275 Grove Street, Suite 101C, Newton, MA 02466 and position may telecommute from anywhere in the United States 5 days per week.

Statistical Programmer II

Use programming techniques to produce derived datasets (e.g., SDTM, ADaM), tables, figures, and data listings in compliance with CDISC standards. Provide technical expertise for clinical trials and support programming activities related to analysis and reporting of clinical study data. Assist in project start-up activities, creation of global programs, tracking spreadsheets, and other required documentation. Create define.xml files and reviewer guides for inclusion in regulatory submissions.

Use efficient programming techniques to quality control low‑medium complexity derived datasets, tables, figures, and data listings. Produce Tables, Listings, and Figures (TLFs) for clinical study reports, regulatory submissions, and publications. Assist in the production and quality control of derived dataset specifications and other process supporting documents and submission documentation. Implement statistical analysis plans (SAPs) by writing SAS code. Provide training and mentorship to staff and project teams.

Maintain all supporting documentation for studies in accordance with SOPs and guidelines to ensure traceability and regulatory compliance. Ensure compliance with SOPs, guidelines, ICH‑GCP, and any other applicable local and international regulations, and participate in internal and external audits and regulatory inspections. Participate in process/quality improvement initiatives and work with P21 Enterprise version. Position may telecommute from anywhere in the United States 5 days per week.

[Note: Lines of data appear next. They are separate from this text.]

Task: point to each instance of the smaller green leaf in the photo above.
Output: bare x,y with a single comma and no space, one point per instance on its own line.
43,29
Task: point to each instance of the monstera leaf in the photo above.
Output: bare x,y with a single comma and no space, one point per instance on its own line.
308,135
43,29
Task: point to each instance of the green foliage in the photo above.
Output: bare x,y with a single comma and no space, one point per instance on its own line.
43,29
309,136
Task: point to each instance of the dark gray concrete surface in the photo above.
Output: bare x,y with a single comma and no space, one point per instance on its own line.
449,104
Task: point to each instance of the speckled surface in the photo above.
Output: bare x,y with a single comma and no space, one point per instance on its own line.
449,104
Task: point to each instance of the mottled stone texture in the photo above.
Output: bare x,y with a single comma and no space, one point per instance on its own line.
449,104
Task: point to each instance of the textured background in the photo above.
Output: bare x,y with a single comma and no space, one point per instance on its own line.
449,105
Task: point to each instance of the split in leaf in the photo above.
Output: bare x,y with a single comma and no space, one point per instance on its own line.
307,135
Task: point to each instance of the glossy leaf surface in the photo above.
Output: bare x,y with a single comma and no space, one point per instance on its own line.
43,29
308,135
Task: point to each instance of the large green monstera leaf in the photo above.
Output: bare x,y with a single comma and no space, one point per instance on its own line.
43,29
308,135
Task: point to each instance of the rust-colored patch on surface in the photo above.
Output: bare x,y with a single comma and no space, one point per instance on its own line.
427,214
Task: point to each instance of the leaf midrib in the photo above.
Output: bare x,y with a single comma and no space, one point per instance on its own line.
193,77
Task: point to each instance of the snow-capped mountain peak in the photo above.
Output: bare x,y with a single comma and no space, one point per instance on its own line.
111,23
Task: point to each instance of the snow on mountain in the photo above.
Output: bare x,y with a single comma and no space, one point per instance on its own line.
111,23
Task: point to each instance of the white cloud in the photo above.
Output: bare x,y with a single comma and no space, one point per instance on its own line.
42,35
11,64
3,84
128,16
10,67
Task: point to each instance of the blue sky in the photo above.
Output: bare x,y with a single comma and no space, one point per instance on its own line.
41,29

• 5 progressive years of statistical programming experience and a Bachelor’s degree in Statistical Programming, Mathematics, Statistics, Data Analytics, Business Administration, or a related field.
• Five years of experience in developing and validating SAS programs for clinical trial data analysis, including data cleaning, data integration, and report generation.
• Experience creating and maintaining ADaM datasets in compliance with CDISC standards.
• Experience producing Tables, Listings, and Figures (TLFs) for clinical study reports, regulatory submissions, and publications.
• Experience implementing statistical analysis plans (SAPs) by writing SAS code.
• Experience performing quality control checks on SAS programs and outputs produced by other team members.
• Familiarity with standard SAS macros and tools, including Base, Stat, Macro, EG, Studio, Graph, ODS, and Report.
• Experience creating define.xml files and reviewer’s guides for inclusion in regulatory submissions and working with ICH‑GCP and 21 CFR Part 11.

Annual salary: $ - $132,400.

EEO Disclaimer:
Parexel is an equal opportunity employer. Qualified applicants will receive consideration for employment without regard to legally protected status, which in the US includes race, color, religion, sex, sexual orientation, gender identity, national origin, disability or protected veteran status.